Er not quite, and the article has an incredible amount of errors. Still this idea is rather unique:
What Hitchcock is to film, Shakespeare to literature and Rolling Stones to music, Fallout is to video games. Evergreen in nature, the post-nuclear role playing game (RPG) at one point, without restraint and compromise, broke all known criteria, ignored all limitations and bravely offered a healthy dose of madness that can affect a person’s maturing of character in the same manner as Lucas’s balancing of the Force.

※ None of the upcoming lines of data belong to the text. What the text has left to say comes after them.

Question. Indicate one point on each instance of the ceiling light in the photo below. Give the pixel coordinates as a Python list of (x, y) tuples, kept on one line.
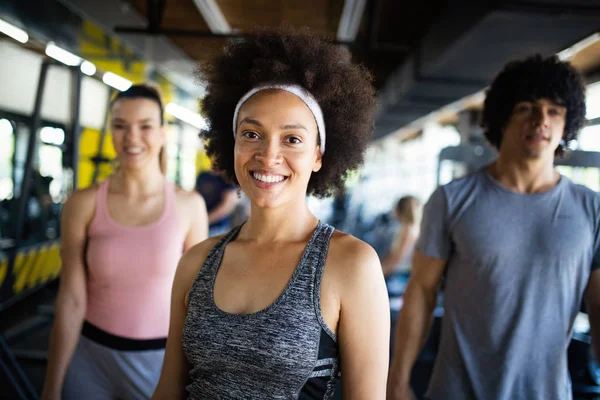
[(88, 68), (350, 20), (62, 55), (16, 33), (213, 16), (577, 47), (186, 115), (116, 81)]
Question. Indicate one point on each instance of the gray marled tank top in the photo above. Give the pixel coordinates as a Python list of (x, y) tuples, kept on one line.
[(284, 351)]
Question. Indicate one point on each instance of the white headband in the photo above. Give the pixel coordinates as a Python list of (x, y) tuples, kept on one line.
[(301, 93)]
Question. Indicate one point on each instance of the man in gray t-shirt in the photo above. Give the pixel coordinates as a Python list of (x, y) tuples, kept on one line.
[(519, 246)]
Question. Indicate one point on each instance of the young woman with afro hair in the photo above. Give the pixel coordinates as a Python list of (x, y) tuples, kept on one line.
[(283, 305)]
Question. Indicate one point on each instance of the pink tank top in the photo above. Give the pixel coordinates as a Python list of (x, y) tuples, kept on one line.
[(131, 270)]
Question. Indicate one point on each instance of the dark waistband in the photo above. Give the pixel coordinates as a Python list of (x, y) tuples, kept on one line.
[(104, 338)]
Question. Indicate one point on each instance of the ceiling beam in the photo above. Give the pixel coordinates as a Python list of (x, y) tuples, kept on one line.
[(213, 16), (350, 20)]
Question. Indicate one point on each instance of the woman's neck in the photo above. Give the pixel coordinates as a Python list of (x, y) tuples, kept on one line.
[(138, 182), (282, 224)]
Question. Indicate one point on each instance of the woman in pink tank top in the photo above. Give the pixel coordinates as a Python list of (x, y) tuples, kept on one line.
[(121, 242)]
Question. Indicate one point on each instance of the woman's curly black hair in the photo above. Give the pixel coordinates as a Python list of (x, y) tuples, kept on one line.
[(530, 79), (343, 89)]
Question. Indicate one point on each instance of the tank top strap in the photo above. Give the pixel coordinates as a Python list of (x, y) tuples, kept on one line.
[(320, 250), (170, 199), (213, 260), (317, 249), (101, 211)]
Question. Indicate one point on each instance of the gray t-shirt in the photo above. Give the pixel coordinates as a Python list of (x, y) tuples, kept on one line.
[(518, 265)]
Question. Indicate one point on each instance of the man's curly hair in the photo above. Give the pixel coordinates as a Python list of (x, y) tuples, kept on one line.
[(531, 79), (344, 91)]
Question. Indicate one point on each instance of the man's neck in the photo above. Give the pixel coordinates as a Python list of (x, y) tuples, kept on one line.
[(524, 176)]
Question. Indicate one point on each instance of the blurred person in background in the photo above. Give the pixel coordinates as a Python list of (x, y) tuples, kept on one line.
[(121, 242)]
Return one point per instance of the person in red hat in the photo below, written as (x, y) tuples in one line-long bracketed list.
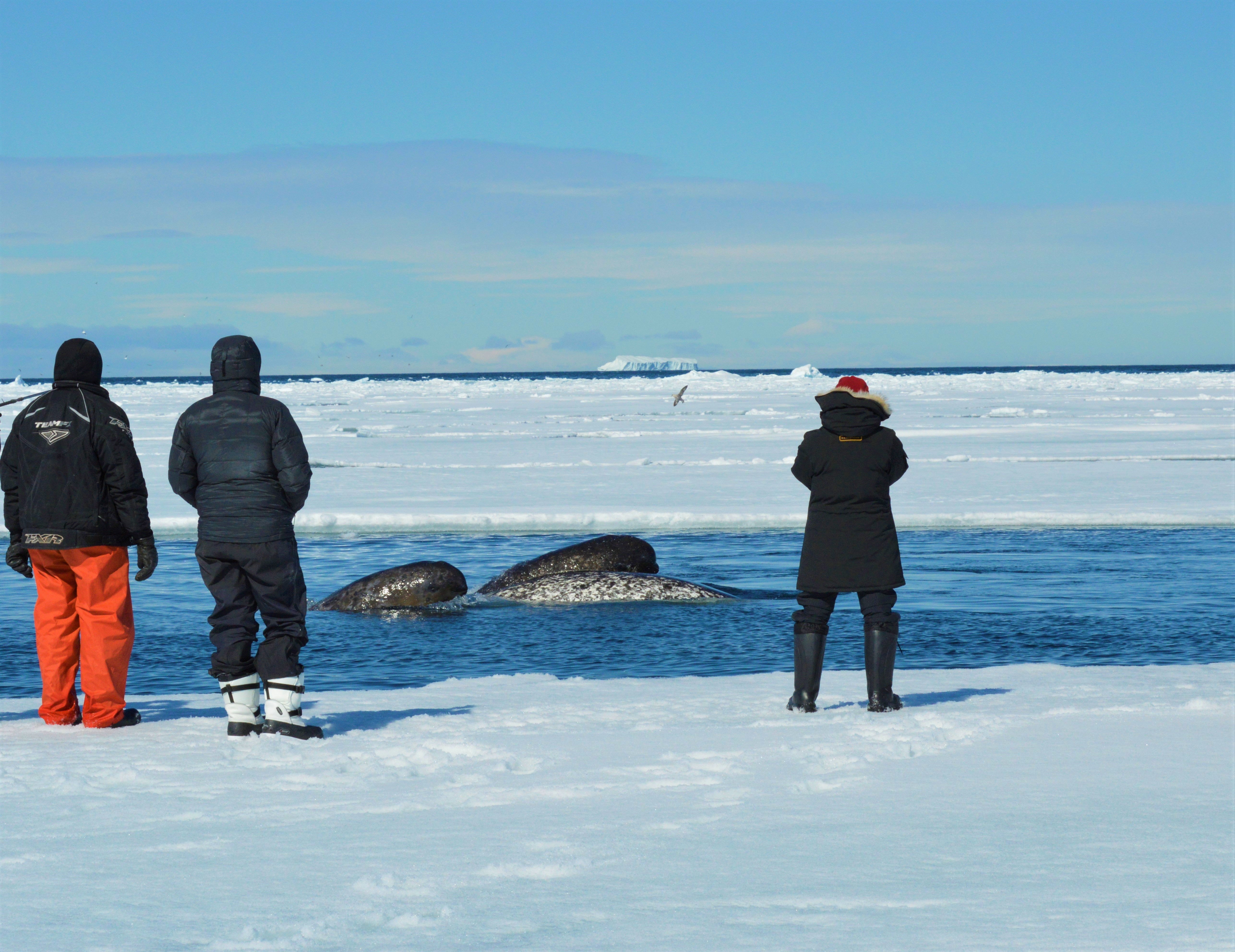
[(850, 545)]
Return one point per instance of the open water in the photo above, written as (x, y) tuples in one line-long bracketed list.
[(975, 598)]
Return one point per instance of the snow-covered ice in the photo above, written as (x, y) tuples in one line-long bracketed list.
[(1029, 808), (1024, 449)]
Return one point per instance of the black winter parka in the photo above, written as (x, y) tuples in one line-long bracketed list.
[(849, 465), (239, 457), (70, 472)]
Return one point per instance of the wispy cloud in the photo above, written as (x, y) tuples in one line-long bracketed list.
[(498, 350), (293, 304), (487, 225), (581, 341), (807, 329), (39, 267)]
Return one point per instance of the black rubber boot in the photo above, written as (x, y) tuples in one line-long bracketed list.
[(808, 665), (129, 718), (881, 659)]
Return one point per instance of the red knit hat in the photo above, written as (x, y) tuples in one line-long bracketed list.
[(854, 383)]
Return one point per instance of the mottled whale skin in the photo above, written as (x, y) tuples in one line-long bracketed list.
[(609, 587), (404, 587), (604, 554)]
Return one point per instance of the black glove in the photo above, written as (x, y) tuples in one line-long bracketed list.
[(18, 559), (147, 559)]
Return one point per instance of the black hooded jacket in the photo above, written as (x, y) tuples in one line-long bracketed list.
[(239, 457), (70, 471), (849, 465)]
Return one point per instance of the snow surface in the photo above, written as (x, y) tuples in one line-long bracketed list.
[(625, 362), (1029, 808), (1025, 449)]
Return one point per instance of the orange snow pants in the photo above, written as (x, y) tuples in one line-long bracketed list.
[(83, 618)]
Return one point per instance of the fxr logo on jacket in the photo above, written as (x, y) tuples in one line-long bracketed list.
[(52, 430)]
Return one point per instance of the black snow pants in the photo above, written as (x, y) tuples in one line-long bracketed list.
[(246, 577), (817, 607)]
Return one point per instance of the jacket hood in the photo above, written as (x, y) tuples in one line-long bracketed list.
[(236, 365), (78, 361), (850, 413)]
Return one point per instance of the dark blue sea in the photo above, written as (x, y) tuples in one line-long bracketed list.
[(975, 598)]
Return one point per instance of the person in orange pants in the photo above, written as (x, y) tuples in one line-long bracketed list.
[(75, 500), (83, 618)]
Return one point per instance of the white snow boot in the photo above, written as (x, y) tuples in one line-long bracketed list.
[(283, 709), (240, 701)]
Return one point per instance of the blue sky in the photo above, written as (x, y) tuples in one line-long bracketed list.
[(413, 187)]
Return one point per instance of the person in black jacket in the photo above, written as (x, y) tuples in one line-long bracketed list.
[(75, 500), (850, 544), (240, 461)]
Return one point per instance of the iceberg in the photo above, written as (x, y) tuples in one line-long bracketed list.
[(624, 362)]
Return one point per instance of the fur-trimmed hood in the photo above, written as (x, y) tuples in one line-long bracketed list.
[(851, 413), (857, 396)]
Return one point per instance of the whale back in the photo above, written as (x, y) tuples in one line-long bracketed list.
[(604, 554), (581, 587), (404, 587)]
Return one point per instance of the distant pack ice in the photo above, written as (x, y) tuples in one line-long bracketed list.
[(624, 362)]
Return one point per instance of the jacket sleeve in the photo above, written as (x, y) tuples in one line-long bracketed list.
[(804, 466), (9, 483), (899, 462), (121, 470), (291, 458), (182, 466)]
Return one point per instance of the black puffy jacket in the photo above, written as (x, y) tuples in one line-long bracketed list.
[(238, 457), (70, 472), (849, 466)]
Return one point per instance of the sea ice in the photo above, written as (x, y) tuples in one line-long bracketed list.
[(1031, 808)]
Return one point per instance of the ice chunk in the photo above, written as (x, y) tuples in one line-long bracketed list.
[(625, 362)]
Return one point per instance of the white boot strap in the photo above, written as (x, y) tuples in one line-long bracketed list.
[(293, 688)]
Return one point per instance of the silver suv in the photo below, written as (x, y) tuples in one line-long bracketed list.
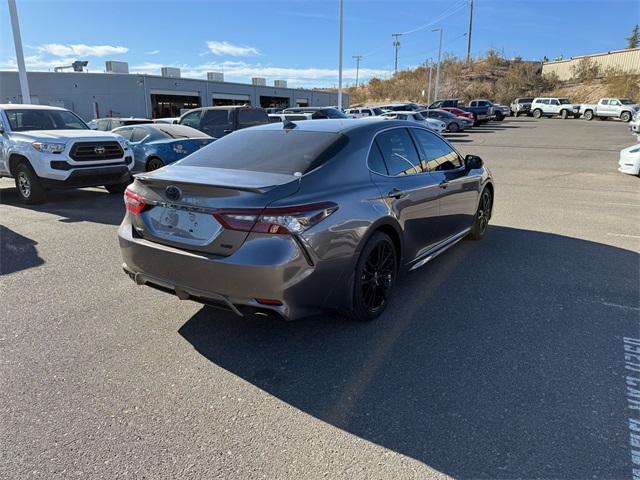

Speaking of not so well thought out articles there’s this piece at Crispy Gamer:
Somehow, lost within all of this concern was a simple fact to which I should have paid more attention: Oblivion, though not without its flaws, is the single best game that I have played in nearly four years. It’s better than BioShock, better than Mass Effect, better than the Half-Life 2 episodes and certainly better than fun-but-less-inspired titles like Gears of War. It is, in fact, the best game I’ve played since the original Half-Life 2, which was in turn the best game I’d played since Deus Ex (released in 2000, and still my favorite game of all time). You may not put Oblivion on quite so high a pedestal, and that’s an individual choice I won’t begrudge you, but almost any rational gamer will admit that it’s a fine example of the craft.[…]
I believe Fallout 3 is going to rock. I’m telling you this not because a developer asked me to, or because a publisher paid me to. I can’t name a single member of the development team, nor do I have any further information than what is publicly available. I’ve never seen the game in action, and I know next to nothing about the plot. I work in the gaming industry, yes, but in this instance I am simply a gamer, analyzing what I know and what information is available to make a conclusion.
So he doesn’t know a thing about the game but already made up his mind because Oblivion rocked? Ok then, point taken, still Chris Buecheller shouldn’t talk of rationality regarding Oblivion, and then ask for leaps of faith (inherently irrational) regarding Fallout 3, that’s pretty contradictory.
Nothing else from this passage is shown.